Although China's growth is expected to slow from the
current high rate, it will surpass the United States based on purchasing power
parity by 2050 and lead seven other emerging countries to overtake the Group of
Seven, or G7, as the world's biggest economic bloc, the report said.
Purchasing Power Parity, or PPP, is a currency
conversion measure that uses a common currency and equalize the purchasing power
of different currencies.
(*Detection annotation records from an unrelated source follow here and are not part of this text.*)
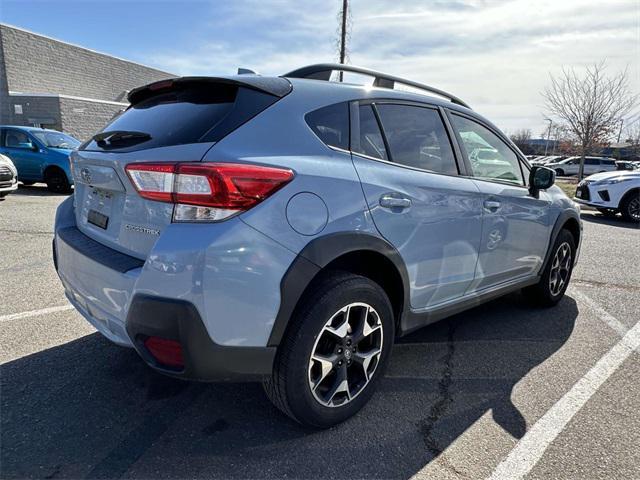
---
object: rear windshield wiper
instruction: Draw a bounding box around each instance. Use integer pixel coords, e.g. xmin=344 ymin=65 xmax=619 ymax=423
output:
xmin=93 ymin=130 xmax=151 ymax=147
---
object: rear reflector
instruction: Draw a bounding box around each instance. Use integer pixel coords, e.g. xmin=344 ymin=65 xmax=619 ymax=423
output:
xmin=126 ymin=163 xmax=293 ymax=221
xmin=144 ymin=337 xmax=184 ymax=367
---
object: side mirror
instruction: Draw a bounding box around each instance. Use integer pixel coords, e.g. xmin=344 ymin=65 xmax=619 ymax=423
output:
xmin=529 ymin=166 xmax=556 ymax=195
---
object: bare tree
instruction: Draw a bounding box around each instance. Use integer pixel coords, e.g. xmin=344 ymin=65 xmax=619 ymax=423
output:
xmin=509 ymin=128 xmax=531 ymax=154
xmin=336 ymin=0 xmax=351 ymax=82
xmin=542 ymin=62 xmax=638 ymax=179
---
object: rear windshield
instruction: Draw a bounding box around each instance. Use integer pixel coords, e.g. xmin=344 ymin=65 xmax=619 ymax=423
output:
xmin=83 ymin=83 xmax=278 ymax=151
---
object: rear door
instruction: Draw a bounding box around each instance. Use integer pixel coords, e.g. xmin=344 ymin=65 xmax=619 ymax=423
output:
xmin=450 ymin=113 xmax=551 ymax=291
xmin=71 ymin=78 xmax=288 ymax=259
xmin=2 ymin=128 xmax=43 ymax=180
xmin=351 ymin=101 xmax=482 ymax=309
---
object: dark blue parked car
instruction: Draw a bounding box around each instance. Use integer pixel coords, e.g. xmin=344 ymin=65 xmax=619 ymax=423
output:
xmin=0 ymin=125 xmax=80 ymax=193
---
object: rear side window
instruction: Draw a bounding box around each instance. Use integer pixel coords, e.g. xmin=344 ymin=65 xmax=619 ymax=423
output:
xmin=376 ymin=104 xmax=458 ymax=175
xmin=353 ymin=105 xmax=388 ymax=160
xmin=304 ymin=103 xmax=349 ymax=150
xmin=452 ymin=115 xmax=524 ymax=185
xmin=83 ymin=83 xmax=278 ymax=151
xmin=5 ymin=129 xmax=33 ymax=149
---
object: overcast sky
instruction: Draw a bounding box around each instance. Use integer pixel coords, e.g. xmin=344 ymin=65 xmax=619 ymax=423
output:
xmin=5 ymin=0 xmax=640 ymax=136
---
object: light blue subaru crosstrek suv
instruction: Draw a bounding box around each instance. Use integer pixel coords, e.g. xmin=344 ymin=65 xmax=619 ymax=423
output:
xmin=54 ymin=64 xmax=582 ymax=428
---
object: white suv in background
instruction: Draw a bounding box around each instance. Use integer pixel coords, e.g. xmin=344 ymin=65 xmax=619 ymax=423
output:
xmin=544 ymin=157 xmax=616 ymax=177
xmin=574 ymin=170 xmax=640 ymax=223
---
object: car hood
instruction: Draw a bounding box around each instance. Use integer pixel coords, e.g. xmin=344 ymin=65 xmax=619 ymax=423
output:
xmin=585 ymin=170 xmax=640 ymax=182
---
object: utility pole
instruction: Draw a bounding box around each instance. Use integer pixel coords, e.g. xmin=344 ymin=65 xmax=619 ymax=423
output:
xmin=544 ymin=118 xmax=553 ymax=156
xmin=339 ymin=0 xmax=349 ymax=82
xmin=616 ymin=118 xmax=624 ymax=143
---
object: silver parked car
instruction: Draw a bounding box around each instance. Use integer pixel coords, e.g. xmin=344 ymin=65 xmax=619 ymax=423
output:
xmin=54 ymin=64 xmax=582 ymax=428
xmin=0 ymin=154 xmax=18 ymax=200
xmin=544 ymin=157 xmax=616 ymax=176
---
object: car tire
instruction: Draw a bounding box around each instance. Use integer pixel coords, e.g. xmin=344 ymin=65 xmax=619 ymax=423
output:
xmin=596 ymin=208 xmax=618 ymax=217
xmin=44 ymin=169 xmax=71 ymax=193
xmin=620 ymin=190 xmax=640 ymax=223
xmin=264 ymin=272 xmax=395 ymax=428
xmin=522 ymin=229 xmax=576 ymax=307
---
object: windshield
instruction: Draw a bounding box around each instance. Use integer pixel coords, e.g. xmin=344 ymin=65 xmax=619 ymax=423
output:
xmin=31 ymin=131 xmax=80 ymax=150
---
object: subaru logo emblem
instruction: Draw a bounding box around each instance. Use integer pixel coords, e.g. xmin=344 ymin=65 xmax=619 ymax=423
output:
xmin=80 ymin=168 xmax=91 ymax=183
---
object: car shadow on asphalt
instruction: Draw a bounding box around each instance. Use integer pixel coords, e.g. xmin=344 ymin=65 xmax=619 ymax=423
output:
xmin=0 ymin=294 xmax=578 ymax=478
xmin=580 ymin=212 xmax=640 ymax=230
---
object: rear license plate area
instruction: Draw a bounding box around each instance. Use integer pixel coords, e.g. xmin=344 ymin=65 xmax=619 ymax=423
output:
xmin=87 ymin=210 xmax=109 ymax=230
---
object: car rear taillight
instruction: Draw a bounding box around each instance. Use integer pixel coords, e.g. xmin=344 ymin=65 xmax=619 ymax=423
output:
xmin=144 ymin=337 xmax=184 ymax=368
xmin=126 ymin=163 xmax=293 ymax=222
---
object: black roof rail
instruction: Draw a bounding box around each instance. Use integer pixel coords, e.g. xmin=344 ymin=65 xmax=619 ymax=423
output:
xmin=283 ymin=63 xmax=471 ymax=109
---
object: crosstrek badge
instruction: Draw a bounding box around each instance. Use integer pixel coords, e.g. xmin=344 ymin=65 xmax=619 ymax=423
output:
xmin=124 ymin=223 xmax=160 ymax=235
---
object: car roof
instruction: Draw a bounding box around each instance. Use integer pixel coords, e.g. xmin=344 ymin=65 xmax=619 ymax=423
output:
xmin=0 ymin=125 xmax=66 ymax=135
xmin=287 ymin=78 xmax=475 ymax=113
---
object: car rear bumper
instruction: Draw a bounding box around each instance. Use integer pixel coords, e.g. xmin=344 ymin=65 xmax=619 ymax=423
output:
xmin=0 ymin=178 xmax=18 ymax=193
xmin=126 ymin=294 xmax=276 ymax=381
xmin=53 ymin=197 xmax=295 ymax=381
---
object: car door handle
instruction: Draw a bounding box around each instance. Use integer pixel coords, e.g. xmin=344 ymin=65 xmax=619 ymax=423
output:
xmin=484 ymin=200 xmax=501 ymax=212
xmin=379 ymin=193 xmax=411 ymax=208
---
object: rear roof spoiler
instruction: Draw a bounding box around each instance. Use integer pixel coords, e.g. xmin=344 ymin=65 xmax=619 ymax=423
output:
xmin=127 ymin=75 xmax=292 ymax=105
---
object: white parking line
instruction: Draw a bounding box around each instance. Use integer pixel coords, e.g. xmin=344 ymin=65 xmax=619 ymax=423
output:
xmin=0 ymin=305 xmax=73 ymax=323
xmin=489 ymin=314 xmax=640 ymax=480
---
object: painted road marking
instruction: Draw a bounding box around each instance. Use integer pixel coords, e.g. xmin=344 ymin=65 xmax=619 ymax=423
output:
xmin=0 ymin=305 xmax=73 ymax=323
xmin=489 ymin=317 xmax=640 ymax=480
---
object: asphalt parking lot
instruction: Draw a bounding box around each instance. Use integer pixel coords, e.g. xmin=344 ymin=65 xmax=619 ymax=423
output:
xmin=0 ymin=186 xmax=640 ymax=479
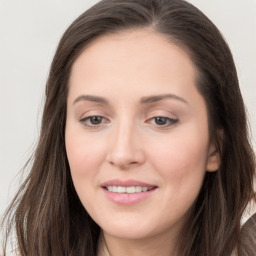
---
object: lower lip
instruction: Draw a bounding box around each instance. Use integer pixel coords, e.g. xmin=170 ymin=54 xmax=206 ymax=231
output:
xmin=102 ymin=188 xmax=156 ymax=205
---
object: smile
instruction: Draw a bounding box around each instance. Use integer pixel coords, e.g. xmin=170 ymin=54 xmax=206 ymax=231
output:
xmin=105 ymin=186 xmax=153 ymax=194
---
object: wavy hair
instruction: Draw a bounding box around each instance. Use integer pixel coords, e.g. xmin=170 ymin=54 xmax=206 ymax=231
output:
xmin=1 ymin=0 xmax=256 ymax=256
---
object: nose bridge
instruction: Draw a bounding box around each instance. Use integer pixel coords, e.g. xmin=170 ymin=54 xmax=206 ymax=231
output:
xmin=108 ymin=117 xmax=144 ymax=168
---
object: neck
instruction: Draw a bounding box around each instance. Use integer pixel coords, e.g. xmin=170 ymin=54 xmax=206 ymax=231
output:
xmin=97 ymin=232 xmax=178 ymax=256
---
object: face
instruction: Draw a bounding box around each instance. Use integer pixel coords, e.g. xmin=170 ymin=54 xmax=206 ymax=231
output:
xmin=65 ymin=29 xmax=218 ymax=242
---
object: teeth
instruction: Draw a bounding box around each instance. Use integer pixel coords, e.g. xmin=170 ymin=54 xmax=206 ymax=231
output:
xmin=106 ymin=186 xmax=150 ymax=194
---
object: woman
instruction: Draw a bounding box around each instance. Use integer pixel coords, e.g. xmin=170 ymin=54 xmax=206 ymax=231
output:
xmin=1 ymin=0 xmax=256 ymax=256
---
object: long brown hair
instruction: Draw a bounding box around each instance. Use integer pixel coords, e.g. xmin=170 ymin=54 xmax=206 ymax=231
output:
xmin=1 ymin=0 xmax=256 ymax=256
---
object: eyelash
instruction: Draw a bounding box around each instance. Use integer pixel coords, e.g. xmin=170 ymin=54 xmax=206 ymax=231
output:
xmin=80 ymin=115 xmax=109 ymax=129
xmin=147 ymin=116 xmax=179 ymax=128
xmin=80 ymin=115 xmax=179 ymax=129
In other words, the PPP eliminates the differences in
price levels between countries in the process of conversion.
The Emerging Seven economies, or E7 as the PwC coined
it, will by 2050 be around 25 percent larger than the current G7 when measured
in US dollar terms at the market exchange rates or around 75 percent larger in
PPP terms.
The E7 includes "BRIC" - Brazil, Russia, India and
China - plus Indonesia, Mexico and Turkey.
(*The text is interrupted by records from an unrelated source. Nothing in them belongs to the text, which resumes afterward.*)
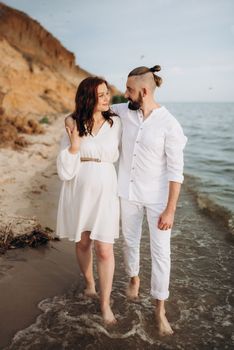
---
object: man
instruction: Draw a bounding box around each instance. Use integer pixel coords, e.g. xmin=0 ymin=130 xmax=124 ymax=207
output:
xmin=112 ymin=66 xmax=187 ymax=335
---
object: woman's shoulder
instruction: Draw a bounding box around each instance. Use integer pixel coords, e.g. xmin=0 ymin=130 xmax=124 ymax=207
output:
xmin=111 ymin=115 xmax=121 ymax=126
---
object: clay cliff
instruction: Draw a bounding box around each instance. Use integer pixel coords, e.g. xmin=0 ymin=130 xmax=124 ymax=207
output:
xmin=0 ymin=3 xmax=117 ymax=126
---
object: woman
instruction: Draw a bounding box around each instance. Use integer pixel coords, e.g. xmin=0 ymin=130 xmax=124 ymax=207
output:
xmin=56 ymin=77 xmax=121 ymax=324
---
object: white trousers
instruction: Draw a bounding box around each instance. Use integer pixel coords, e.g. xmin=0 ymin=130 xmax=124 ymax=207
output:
xmin=120 ymin=198 xmax=171 ymax=300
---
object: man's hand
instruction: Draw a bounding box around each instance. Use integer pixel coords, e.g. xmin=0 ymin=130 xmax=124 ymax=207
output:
xmin=158 ymin=209 xmax=175 ymax=230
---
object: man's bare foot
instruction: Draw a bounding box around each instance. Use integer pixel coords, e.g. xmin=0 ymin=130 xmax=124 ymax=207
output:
xmin=84 ymin=283 xmax=97 ymax=298
xmin=102 ymin=305 xmax=117 ymax=326
xmin=155 ymin=312 xmax=174 ymax=336
xmin=126 ymin=276 xmax=140 ymax=300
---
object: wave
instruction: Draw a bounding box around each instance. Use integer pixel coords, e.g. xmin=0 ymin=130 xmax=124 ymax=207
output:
xmin=184 ymin=174 xmax=234 ymax=236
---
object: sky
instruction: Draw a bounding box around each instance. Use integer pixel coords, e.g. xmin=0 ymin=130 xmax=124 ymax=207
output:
xmin=3 ymin=0 xmax=234 ymax=102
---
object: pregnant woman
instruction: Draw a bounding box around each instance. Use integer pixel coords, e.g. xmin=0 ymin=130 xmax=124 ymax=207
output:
xmin=56 ymin=77 xmax=121 ymax=324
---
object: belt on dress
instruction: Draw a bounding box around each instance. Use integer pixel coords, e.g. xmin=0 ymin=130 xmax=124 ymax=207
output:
xmin=80 ymin=157 xmax=101 ymax=163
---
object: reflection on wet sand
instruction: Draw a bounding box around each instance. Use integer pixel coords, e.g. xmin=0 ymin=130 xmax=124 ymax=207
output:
xmin=6 ymin=192 xmax=234 ymax=350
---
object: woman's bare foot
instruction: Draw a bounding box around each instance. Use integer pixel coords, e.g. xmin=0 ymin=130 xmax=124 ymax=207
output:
xmin=126 ymin=276 xmax=140 ymax=300
xmin=155 ymin=312 xmax=174 ymax=336
xmin=102 ymin=305 xmax=117 ymax=326
xmin=84 ymin=283 xmax=97 ymax=298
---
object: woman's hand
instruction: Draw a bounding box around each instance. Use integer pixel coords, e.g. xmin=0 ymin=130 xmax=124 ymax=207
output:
xmin=65 ymin=116 xmax=81 ymax=154
xmin=158 ymin=209 xmax=175 ymax=230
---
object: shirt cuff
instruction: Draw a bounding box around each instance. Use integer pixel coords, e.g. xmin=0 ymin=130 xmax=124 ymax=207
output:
xmin=168 ymin=174 xmax=184 ymax=184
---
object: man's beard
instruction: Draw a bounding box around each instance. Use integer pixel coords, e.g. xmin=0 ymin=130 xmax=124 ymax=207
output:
xmin=128 ymin=93 xmax=142 ymax=111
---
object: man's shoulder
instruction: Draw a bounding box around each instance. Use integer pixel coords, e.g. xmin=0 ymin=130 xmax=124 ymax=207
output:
xmin=162 ymin=106 xmax=180 ymax=125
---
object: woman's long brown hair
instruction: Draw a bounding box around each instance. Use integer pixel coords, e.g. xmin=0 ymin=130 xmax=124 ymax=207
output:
xmin=71 ymin=77 xmax=116 ymax=136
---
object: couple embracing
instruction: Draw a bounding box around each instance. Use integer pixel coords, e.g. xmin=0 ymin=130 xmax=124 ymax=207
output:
xmin=56 ymin=66 xmax=187 ymax=335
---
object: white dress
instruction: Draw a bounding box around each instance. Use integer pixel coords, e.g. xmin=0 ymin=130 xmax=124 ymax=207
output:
xmin=56 ymin=116 xmax=121 ymax=243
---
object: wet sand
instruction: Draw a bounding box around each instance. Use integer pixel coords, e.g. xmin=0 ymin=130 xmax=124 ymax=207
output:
xmin=0 ymin=241 xmax=79 ymax=349
xmin=0 ymin=120 xmax=234 ymax=350
xmin=0 ymin=189 xmax=234 ymax=350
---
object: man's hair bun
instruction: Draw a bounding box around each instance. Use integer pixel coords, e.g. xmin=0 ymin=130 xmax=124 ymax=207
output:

In contrast, the E7 is currently only around 20
percent the size of the G7 at market exchange rates and around 75 percent of its
size in PPP terms.
"China and India are the two important markets to
drive up the E7 economies," said John Hawksworth, head of the macroeconomics
unit of PricewaterouseCoopers based in London, and the author of the report, in
Shanghai.
China, despite its projected slowdown in market
growth, is forecast to be around 95 percent the size of the United States at
market exchange rates by 2050 or about 40 percent larger in PPP terms.
China's economy expanded 10.2 percent in the first
quarter after soaring 9.5 percent last year.
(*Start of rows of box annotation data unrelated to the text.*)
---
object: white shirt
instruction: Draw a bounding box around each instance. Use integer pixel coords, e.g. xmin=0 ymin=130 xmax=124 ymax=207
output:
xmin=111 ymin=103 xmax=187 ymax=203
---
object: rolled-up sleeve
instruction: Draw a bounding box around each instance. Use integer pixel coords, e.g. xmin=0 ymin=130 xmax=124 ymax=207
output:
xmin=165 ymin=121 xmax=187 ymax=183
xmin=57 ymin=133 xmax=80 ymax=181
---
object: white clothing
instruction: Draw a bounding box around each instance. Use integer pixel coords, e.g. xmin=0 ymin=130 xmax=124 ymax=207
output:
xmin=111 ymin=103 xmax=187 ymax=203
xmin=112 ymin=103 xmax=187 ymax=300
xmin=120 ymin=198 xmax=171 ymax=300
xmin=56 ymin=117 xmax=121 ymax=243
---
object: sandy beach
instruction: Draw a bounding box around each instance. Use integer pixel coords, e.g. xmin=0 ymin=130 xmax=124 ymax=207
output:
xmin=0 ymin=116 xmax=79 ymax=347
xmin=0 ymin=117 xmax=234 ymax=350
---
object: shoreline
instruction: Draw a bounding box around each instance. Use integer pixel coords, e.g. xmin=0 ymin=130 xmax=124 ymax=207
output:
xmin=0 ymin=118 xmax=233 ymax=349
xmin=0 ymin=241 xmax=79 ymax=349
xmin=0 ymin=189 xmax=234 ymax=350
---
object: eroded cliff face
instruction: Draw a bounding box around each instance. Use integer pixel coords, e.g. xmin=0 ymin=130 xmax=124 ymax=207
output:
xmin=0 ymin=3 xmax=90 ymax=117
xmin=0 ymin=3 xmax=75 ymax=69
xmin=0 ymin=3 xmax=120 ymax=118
Growing rapidly as a major player, China is also
burdened with some problems which may hinder its growth.
The declining working age population, or those
between 16 years and 50 years, will be one disadvantage for China while India, a
relatively young economy, will gain from its growing working population.
Better education, higher energy efficiency and the
development of the country's financial sectors are suggestions offered for a
healthy economic expansion.
"China needs to diversify its capital markets besides
focusing on the banking sector," he said, adding that the securities and
corporate bond sectors are areas where expansion is pending.